Jean-Pierre Thorn : L’âcre parfum des immortelles

vendredi 1er novembre 2019, par Roseline Combroux

Film documentaire - 2019

Voici un film qui retrace le parcours d’un homme profondément inscrit dans les luttes ouvrières mais qui est aussi un homme pleurant son « grand amour enseveli » (Joëlle, morte à vingt-cinq ans du paludisme). Les lettres qu’ils se sont échangées rythment le film. Elles sont lues en voix off et porteuses d’un esprit de révolte. Les superbes photos en noir en blanc de Joëlle nue se dispensent de mots, suffisant à exprimer tout leur amour.

« J’ai refusé sa disparition.
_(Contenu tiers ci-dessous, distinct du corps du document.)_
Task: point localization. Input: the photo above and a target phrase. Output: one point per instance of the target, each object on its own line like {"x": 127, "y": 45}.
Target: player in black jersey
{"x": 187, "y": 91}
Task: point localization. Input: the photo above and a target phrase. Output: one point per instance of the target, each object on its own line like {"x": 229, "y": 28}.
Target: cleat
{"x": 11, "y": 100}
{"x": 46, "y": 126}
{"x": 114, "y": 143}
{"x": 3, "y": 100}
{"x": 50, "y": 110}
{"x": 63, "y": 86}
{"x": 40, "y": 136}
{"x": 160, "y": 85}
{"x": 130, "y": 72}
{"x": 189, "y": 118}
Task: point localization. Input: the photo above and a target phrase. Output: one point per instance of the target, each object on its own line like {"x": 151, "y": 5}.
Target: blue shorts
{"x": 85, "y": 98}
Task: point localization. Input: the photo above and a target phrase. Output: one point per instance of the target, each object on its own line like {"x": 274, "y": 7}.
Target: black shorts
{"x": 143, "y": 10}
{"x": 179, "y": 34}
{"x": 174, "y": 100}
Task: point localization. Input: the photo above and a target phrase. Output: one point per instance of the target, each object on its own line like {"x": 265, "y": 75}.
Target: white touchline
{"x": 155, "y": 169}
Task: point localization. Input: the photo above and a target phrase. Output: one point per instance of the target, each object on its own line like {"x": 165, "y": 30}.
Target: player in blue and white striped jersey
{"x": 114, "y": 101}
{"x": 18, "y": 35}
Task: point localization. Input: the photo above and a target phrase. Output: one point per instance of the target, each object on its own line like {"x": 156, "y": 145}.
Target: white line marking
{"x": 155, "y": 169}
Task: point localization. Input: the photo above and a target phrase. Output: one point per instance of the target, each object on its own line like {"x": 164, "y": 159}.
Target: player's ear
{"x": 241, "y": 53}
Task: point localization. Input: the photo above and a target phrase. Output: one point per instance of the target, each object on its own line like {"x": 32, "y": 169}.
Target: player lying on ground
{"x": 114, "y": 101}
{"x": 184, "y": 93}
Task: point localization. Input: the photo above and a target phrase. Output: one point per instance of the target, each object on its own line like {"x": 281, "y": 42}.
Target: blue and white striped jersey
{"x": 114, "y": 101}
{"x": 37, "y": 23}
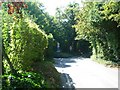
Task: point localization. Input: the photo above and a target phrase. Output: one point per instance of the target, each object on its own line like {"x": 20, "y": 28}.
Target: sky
{"x": 51, "y": 5}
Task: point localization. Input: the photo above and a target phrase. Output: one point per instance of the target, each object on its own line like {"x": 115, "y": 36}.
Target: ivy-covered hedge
{"x": 24, "y": 42}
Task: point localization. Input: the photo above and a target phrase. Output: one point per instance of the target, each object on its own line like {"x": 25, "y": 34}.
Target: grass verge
{"x": 106, "y": 63}
{"x": 49, "y": 72}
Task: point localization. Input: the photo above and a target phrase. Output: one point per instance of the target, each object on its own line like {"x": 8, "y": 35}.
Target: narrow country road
{"x": 85, "y": 73}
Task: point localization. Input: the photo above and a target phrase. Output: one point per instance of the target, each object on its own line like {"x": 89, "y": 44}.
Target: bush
{"x": 24, "y": 42}
{"x": 49, "y": 52}
{"x": 24, "y": 80}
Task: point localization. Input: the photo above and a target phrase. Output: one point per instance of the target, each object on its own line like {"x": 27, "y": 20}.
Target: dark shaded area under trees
{"x": 30, "y": 37}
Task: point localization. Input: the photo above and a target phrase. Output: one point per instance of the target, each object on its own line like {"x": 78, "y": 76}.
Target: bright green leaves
{"x": 24, "y": 42}
{"x": 99, "y": 23}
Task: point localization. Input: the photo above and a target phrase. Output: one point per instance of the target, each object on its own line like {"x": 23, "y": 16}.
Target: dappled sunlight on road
{"x": 85, "y": 73}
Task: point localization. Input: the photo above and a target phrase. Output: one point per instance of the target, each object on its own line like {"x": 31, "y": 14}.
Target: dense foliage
{"x": 99, "y": 24}
{"x": 24, "y": 42}
{"x": 24, "y": 46}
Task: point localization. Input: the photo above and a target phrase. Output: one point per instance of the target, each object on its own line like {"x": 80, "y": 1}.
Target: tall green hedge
{"x": 24, "y": 42}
Pour moi elle est vivante à jamais. Pour "sauver ma peau" j’ai abandonné le cinéma : je me suis établi en usine comme ouvrier spécialisé (O.S.) - anonyme puis syndicaliste - dans la métallurgie parisienne à l’Alsthom Saint-Ouen. »
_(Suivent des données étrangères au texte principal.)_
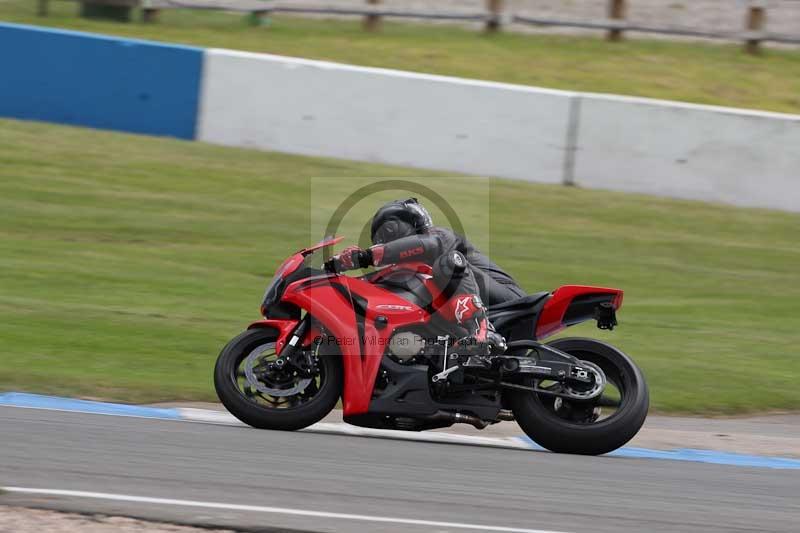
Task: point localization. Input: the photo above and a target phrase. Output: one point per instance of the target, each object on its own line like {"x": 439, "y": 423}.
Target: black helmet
{"x": 399, "y": 218}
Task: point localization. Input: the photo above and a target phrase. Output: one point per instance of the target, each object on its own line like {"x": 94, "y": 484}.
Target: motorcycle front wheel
{"x": 591, "y": 427}
{"x": 266, "y": 397}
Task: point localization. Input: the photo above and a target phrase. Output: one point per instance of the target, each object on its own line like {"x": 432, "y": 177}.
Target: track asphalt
{"x": 321, "y": 481}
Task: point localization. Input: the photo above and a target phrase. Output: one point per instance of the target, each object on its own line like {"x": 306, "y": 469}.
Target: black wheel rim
{"x": 272, "y": 388}
{"x": 616, "y": 397}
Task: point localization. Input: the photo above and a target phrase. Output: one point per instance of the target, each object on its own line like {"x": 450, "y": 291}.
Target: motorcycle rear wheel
{"x": 543, "y": 418}
{"x": 262, "y": 411}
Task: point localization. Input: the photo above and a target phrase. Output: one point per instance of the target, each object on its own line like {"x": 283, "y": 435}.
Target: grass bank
{"x": 694, "y": 72}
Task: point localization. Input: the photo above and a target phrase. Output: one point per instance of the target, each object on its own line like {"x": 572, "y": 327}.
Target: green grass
{"x": 704, "y": 73}
{"x": 126, "y": 262}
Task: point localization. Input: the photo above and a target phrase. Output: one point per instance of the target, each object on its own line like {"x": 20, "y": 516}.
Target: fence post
{"x": 617, "y": 10}
{"x": 756, "y": 18}
{"x": 372, "y": 22}
{"x": 495, "y": 9}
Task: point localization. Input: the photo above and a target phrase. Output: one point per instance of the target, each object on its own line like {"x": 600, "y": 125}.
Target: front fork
{"x": 293, "y": 355}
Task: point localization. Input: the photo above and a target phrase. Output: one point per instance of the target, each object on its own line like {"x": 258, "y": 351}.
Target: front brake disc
{"x": 252, "y": 361}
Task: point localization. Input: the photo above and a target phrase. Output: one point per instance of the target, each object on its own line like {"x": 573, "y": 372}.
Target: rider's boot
{"x": 484, "y": 340}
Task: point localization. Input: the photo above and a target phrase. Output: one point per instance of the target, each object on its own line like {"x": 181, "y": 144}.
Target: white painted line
{"x": 273, "y": 510}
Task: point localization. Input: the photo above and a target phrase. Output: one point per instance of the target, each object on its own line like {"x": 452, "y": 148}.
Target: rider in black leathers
{"x": 403, "y": 231}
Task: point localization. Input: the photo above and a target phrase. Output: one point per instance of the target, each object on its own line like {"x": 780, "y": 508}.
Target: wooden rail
{"x": 493, "y": 18}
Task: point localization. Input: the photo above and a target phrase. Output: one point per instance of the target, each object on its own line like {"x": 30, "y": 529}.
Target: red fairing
{"x": 551, "y": 319}
{"x": 327, "y": 299}
{"x": 284, "y": 328}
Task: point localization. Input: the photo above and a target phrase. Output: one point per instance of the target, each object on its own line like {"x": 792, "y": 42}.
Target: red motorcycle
{"x": 373, "y": 341}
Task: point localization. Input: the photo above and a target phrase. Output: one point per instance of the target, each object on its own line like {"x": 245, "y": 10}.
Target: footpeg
{"x": 444, "y": 373}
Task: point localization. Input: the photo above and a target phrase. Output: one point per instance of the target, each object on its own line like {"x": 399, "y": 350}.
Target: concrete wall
{"x": 97, "y": 81}
{"x": 689, "y": 151}
{"x": 309, "y": 107}
{"x": 433, "y": 122}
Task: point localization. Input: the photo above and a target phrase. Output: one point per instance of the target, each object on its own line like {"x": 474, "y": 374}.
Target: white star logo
{"x": 461, "y": 307}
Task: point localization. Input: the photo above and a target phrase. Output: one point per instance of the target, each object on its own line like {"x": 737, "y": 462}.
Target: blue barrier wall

Dix ans après, il reprend sa caméra pour filmer ses compagnons en grève. À partir d’extraits de ses précédents films, il nous plonge dans les luttes ouvrières depuis 68 jusqu’aux combats d’aujourd’hui et jusqu’à des gilets jaunes sur un rond-point. Il découvre la culture hip-hop développée par les enfants de ses anciens compagnons d’usine, une forme de révolte qu’il filme pour les faire sortir de leur ghetto. De la puissance de ces danses se dégagent énergie et espoir.

« Un demi-siècle après je me retourne sur ce passé qui me hante et tente de ressusciter ses promesses, que l’on disait ensevelies, mais qui sont toujours bien vivantes, comme le corps de mon amante qui m’habite toujours autant. Que reste-t-il de nos rêves, de notre rage, de nos utopies ? »
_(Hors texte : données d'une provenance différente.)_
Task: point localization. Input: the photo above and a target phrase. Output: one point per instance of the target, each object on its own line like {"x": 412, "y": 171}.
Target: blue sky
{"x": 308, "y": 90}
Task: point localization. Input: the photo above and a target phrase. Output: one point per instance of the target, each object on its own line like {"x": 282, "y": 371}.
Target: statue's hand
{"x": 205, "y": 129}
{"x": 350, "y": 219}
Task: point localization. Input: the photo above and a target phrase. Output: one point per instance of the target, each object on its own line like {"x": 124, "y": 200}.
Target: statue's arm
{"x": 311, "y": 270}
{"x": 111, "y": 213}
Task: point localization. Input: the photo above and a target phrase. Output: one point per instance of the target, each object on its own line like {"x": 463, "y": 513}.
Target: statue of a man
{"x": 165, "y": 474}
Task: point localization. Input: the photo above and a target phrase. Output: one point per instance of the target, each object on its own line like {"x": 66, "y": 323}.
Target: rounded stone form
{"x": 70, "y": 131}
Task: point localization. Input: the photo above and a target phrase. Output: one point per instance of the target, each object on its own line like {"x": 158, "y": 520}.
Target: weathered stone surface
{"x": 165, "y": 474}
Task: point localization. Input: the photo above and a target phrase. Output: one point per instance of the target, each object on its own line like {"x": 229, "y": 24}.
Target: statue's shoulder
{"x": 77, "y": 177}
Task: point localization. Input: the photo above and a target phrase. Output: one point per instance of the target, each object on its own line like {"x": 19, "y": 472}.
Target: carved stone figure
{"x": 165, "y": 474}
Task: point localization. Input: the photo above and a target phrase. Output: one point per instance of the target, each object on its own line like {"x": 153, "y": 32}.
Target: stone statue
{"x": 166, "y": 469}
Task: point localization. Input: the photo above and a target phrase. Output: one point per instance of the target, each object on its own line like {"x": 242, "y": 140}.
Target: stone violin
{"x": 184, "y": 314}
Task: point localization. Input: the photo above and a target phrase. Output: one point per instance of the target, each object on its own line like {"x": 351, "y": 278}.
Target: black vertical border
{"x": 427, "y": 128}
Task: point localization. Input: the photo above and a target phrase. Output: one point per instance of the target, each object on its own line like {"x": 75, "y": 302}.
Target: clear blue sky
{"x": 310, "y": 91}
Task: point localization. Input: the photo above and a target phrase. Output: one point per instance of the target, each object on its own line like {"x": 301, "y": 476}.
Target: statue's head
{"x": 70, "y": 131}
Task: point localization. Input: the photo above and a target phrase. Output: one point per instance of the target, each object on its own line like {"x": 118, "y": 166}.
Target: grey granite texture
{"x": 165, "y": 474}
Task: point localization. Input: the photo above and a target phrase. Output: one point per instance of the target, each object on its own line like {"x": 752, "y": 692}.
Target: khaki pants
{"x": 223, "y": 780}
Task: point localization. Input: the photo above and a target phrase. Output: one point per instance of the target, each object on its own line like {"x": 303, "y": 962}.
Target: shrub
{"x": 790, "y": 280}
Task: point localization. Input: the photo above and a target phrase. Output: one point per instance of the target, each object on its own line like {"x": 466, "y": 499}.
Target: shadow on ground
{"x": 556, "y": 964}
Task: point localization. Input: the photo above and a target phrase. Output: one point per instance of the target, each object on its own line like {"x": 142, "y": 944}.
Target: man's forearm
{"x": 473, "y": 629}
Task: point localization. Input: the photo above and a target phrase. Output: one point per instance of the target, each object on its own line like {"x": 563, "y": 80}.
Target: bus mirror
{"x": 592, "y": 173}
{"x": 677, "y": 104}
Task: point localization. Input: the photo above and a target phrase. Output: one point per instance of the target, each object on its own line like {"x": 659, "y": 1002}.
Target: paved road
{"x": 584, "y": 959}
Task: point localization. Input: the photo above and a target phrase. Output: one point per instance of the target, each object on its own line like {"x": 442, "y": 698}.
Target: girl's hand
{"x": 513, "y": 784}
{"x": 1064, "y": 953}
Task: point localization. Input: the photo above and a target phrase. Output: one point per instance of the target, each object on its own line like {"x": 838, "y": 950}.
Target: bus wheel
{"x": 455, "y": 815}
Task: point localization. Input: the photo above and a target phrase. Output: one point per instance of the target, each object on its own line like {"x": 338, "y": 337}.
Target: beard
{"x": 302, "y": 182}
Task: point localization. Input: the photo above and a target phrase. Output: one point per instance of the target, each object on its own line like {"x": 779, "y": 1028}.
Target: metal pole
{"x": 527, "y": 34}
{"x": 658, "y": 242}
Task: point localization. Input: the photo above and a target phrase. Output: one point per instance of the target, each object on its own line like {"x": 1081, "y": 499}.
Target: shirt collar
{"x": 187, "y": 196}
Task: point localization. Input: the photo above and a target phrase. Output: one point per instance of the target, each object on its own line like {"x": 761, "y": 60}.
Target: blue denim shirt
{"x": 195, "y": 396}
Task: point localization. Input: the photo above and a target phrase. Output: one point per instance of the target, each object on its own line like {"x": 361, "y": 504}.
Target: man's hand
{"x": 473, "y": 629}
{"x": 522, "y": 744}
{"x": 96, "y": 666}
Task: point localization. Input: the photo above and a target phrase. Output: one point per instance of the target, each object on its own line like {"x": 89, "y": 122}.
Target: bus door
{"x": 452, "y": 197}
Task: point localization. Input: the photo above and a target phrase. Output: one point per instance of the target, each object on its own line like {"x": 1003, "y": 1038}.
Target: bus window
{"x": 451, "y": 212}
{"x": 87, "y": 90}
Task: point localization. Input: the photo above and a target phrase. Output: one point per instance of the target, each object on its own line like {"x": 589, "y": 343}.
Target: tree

C’est un film d’une profonde poésie. À travers la célébration de son amour disparu, il exalte avec tendresse, sans nostalgie, les figures rebelles de son passé qui le ramènent sur les lieux de ces moments enfouis. Tout est subtil dans ce film, l’assemblage des images de différentes époques (films de luttes, films de famille, photos de Joëlle, films de paysages) s’enchainent avec grâce, nous maintenant sur le fil du récit, sans jamais nous perdre. Un dialogue entre présent et passé. Les silences nous laissent vagabonder. La chaleur des voix nous plonge dans un cocon. Un journal intime filmé.

Tout comme les immortelles, les images de ce film ne se faneront pas pour moi.
« Une métaphore, une allégorie volontairement hybride, traversée de déchirures… Un chant d’amour. Mon "temps des cerises" ».